Probing Mechanical Properties of Solid-Electrolyte Interphases on Li Nuclei by In Situ AFM

Mechanical properties of solid-electrolyte interphases (SEIs) play pivotal roles in maintaining reversible cycling of Li metal anode. However less attentions have been paid to the integration of kinds of SEIs on Li nuclei, and precise characterization of mechanical properties of SEIs also appear challenging. Herein, we employ combined in-situ atomic force microscope (AFM) based nanoindentation and peak force quantitative nanomechanics (QNM) methods to explore structures, thickness and Young's moduli of three kinds of SEIs which may appear in anode-free Li metal batteries, and correlate mechanical properties with chemical and/or electrochemical origins. Results show that SEIs formed by electrochemical reduction bear conventional double layer structures and are much thicker with smaller Young's moduli, compared with the inorganic-organic hybrid SEIs formed with involvement of chemical reactions.

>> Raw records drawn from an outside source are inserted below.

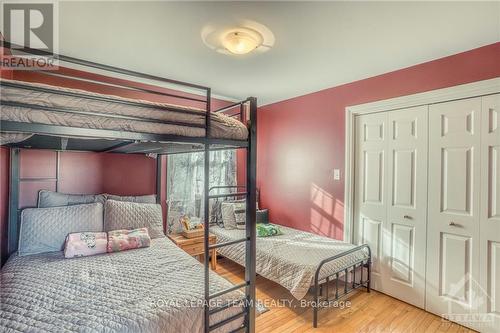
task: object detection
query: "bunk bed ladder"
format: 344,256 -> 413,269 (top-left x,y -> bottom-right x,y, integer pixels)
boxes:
204,97 -> 257,333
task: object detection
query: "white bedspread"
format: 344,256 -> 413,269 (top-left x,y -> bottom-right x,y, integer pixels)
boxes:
0,238 -> 243,333
210,226 -> 368,299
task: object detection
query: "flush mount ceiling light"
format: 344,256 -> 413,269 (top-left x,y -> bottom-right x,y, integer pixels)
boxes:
222,28 -> 262,54
201,20 -> 274,55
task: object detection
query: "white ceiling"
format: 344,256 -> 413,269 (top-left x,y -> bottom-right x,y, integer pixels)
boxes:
59,1 -> 500,105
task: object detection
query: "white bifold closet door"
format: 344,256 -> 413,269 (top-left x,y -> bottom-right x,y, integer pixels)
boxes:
426,97 -> 481,320
478,94 -> 500,332
354,106 -> 428,307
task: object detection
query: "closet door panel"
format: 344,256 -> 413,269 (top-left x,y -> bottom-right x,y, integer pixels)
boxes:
479,94 -> 500,332
383,106 -> 428,308
354,113 -> 387,290
426,98 -> 481,325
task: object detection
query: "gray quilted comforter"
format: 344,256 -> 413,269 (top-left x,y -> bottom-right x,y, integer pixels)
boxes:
210,226 -> 368,299
0,238 -> 243,333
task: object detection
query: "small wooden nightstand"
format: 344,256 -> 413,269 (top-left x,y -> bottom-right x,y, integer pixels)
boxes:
168,234 -> 217,270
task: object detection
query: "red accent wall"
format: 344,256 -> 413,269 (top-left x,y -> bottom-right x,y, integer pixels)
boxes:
257,43 -> 500,239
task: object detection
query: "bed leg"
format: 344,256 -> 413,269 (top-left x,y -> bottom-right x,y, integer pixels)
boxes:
313,279 -> 319,328
366,260 -> 372,293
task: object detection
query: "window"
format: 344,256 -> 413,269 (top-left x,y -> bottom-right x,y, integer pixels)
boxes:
167,150 -> 236,232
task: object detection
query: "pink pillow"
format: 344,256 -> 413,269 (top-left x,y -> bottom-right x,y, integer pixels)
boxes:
64,232 -> 108,258
108,228 -> 151,252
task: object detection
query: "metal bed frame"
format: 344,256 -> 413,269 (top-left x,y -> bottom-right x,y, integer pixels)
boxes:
0,41 -> 257,333
209,185 -> 372,328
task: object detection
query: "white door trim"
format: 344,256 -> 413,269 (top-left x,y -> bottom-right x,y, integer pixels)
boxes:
344,77 -> 500,243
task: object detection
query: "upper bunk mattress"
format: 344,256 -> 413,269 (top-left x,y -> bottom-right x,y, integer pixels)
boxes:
0,79 -> 248,140
210,226 -> 368,299
0,237 -> 244,332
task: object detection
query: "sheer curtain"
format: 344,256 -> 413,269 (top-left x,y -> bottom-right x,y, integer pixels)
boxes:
167,150 -> 236,232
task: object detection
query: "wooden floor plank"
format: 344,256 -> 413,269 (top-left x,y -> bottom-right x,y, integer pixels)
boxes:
217,258 -> 474,333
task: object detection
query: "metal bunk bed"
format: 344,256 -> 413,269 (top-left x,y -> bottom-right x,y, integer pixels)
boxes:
0,41 -> 257,332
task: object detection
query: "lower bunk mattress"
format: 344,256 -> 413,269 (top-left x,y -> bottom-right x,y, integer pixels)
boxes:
210,226 -> 368,300
0,238 -> 244,332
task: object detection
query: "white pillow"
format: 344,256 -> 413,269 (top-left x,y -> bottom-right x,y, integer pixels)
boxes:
104,200 -> 165,239
18,203 -> 103,256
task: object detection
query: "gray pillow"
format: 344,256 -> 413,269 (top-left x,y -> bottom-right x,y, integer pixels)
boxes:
104,194 -> 156,203
37,190 -> 105,208
104,200 -> 165,238
18,202 -> 103,256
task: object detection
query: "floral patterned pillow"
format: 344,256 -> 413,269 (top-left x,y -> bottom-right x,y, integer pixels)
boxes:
108,228 -> 151,252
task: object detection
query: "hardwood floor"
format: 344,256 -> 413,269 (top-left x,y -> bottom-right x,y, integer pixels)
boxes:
217,258 -> 474,333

In-situ AFM monitoring of morphology evolution shows that coexistence of different kinds of SEIs on individual Li nuclei, even with apparently minor differences in thickness and Young's moduli, could result in breakages of SEI shells upon dissolution of Li nuclei. Our work reveals the importance of integration of kinds of SEIs on Li nuclei and demonstrates the advantage of combined use of nanoindentation and QNM methods in understanding the cause mechanical point of view.

Automated summary

This study investigates the structures, thicknesses, and Young's moduli of three types of solid-electrolyte interphases (SEIs) in Li metal batteries using in-situ atomic force microscope (AFM) based nanoindentation and peak force quantitative nanomechanics (QNM) methods. The study finds that SEIs formed by electrochemical reduction have a traditional double layer structure and are thicker with smaller Young's moduli compared to the inorganic-organic hybrid SEIs formed with chemical reactions.